Le dimanche matin, après avoir pris congé de nos hôtes à l'issue d'un petit-déjeuner plus que copieux, nous avons entrepris de visiter les trois villages des alentours labellisés plus beaux villages de France. Autoire fut le premier d'entre eux. Mais avant de visiter le village proprement dit, nous avons tenté de nous rapprocher de sa cascade. Là, j'ai un peu crisé niveau vertige et nous avons du rebrousser chemin là où se trouve Nath car après la tournée derrière elle je n'aurais pas supporté la vue du vide sans la moindre barrière. On a appris après coup que l'accès à la cascade était de toute façon momentanément condamné. Le retour au parking fut laborieux pour moi et je crois que je n'ai jamais été aussi content de mettre le contact une fois à l'abri dans la voiture.


Les photos qui suivent concernent Autoire et Loubressac. Voilà, voilà, pas grand chose à en dire. Une occasion de plus de flâner par grand beau temps.






Cette étape n'était pas prévue mais nous avons fait un bref crochet vers le Château de Castelnau (à ne pas confondre avec le célèbre Château de Castelnaud en Dordogne). Très sympa. Du coup, on s'est restauré dans la brasserie située à l'entrée du village. Bonne surprise. Beaucoup de monde ce dimanche midi mais accueil et nourriture nickels. La cuisson des côtelettes d'agneau était parfaite ! 



Visite ensuite du dernier des trois "plus beaux villages de France" du coin : Carennac qui vaut essentiellement pour les sculptures qui ornent le dessus de l'entrée de l'église.



Retour à Rocamadour où un concert d'orgue était prévu à 16h à l'intérieur de la basilique. Nous n'avons rien vu venir (merci les organisateurs !) donc nous nous sommes consolés avec une glace prise à la terrasse d'un café. Voici la vue que nous avions juste en face.

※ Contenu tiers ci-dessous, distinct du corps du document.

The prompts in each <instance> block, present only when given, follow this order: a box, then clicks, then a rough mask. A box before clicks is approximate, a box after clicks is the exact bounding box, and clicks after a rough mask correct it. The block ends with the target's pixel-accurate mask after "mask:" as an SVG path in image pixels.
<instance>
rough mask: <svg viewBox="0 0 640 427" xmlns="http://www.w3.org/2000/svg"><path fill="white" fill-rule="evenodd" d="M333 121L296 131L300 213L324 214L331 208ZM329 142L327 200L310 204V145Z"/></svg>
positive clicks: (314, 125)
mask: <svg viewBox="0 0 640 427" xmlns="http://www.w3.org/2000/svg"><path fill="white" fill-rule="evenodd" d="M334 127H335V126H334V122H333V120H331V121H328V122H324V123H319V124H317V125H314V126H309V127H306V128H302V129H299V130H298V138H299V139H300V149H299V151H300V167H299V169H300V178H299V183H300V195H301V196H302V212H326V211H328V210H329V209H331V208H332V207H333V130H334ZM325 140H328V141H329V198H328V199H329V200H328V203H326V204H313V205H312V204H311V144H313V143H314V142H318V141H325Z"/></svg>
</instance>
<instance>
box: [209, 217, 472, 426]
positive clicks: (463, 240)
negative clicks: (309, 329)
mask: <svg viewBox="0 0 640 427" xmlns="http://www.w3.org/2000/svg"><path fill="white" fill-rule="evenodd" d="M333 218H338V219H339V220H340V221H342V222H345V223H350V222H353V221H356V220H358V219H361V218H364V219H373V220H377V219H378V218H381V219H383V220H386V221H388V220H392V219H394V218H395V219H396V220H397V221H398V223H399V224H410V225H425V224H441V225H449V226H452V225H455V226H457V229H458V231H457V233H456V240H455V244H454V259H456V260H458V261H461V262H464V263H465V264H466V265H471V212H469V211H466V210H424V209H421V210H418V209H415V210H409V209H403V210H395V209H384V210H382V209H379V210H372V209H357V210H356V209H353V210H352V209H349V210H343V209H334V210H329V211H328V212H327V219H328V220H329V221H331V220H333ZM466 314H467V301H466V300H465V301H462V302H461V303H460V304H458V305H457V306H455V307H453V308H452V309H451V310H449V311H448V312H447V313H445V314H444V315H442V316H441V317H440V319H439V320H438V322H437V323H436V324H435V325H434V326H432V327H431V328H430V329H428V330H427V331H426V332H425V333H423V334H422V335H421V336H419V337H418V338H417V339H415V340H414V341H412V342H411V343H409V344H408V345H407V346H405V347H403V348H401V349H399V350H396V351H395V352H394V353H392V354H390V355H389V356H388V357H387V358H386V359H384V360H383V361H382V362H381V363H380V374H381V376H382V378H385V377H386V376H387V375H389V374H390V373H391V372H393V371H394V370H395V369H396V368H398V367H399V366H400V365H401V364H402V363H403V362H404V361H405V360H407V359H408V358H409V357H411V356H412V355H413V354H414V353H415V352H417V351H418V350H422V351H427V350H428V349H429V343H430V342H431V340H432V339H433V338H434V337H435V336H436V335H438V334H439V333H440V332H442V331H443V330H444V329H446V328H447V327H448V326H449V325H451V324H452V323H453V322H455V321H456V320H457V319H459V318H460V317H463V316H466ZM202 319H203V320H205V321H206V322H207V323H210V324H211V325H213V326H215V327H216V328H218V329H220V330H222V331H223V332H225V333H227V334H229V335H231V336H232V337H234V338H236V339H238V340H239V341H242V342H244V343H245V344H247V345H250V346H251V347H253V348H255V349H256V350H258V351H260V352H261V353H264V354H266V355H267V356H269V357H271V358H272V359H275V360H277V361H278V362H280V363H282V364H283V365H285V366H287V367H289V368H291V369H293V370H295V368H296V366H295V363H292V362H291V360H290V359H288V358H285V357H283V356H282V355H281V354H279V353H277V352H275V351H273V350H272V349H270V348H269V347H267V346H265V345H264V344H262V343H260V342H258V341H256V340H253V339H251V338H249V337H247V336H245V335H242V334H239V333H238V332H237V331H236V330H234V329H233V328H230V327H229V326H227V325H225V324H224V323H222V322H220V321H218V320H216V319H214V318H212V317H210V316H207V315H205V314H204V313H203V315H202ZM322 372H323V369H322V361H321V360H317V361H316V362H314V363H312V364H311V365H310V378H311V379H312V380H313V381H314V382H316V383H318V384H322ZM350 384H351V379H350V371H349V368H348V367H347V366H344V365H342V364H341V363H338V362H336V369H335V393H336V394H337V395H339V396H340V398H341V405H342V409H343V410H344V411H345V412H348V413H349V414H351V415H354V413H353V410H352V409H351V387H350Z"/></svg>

Dernière photo de Rocamadour avant de nous en retourner chez nous


Sur le trajet du route, une bâtisse dont on ne sait absolument rien mais on a trouvé ça sympa. Voilà ce que l'on pouvait dire de notre petite escapade sur deux jours. Une fois à la maison, on était épuisés. Épuisés mais heureux. Bonne fatigue et bon we.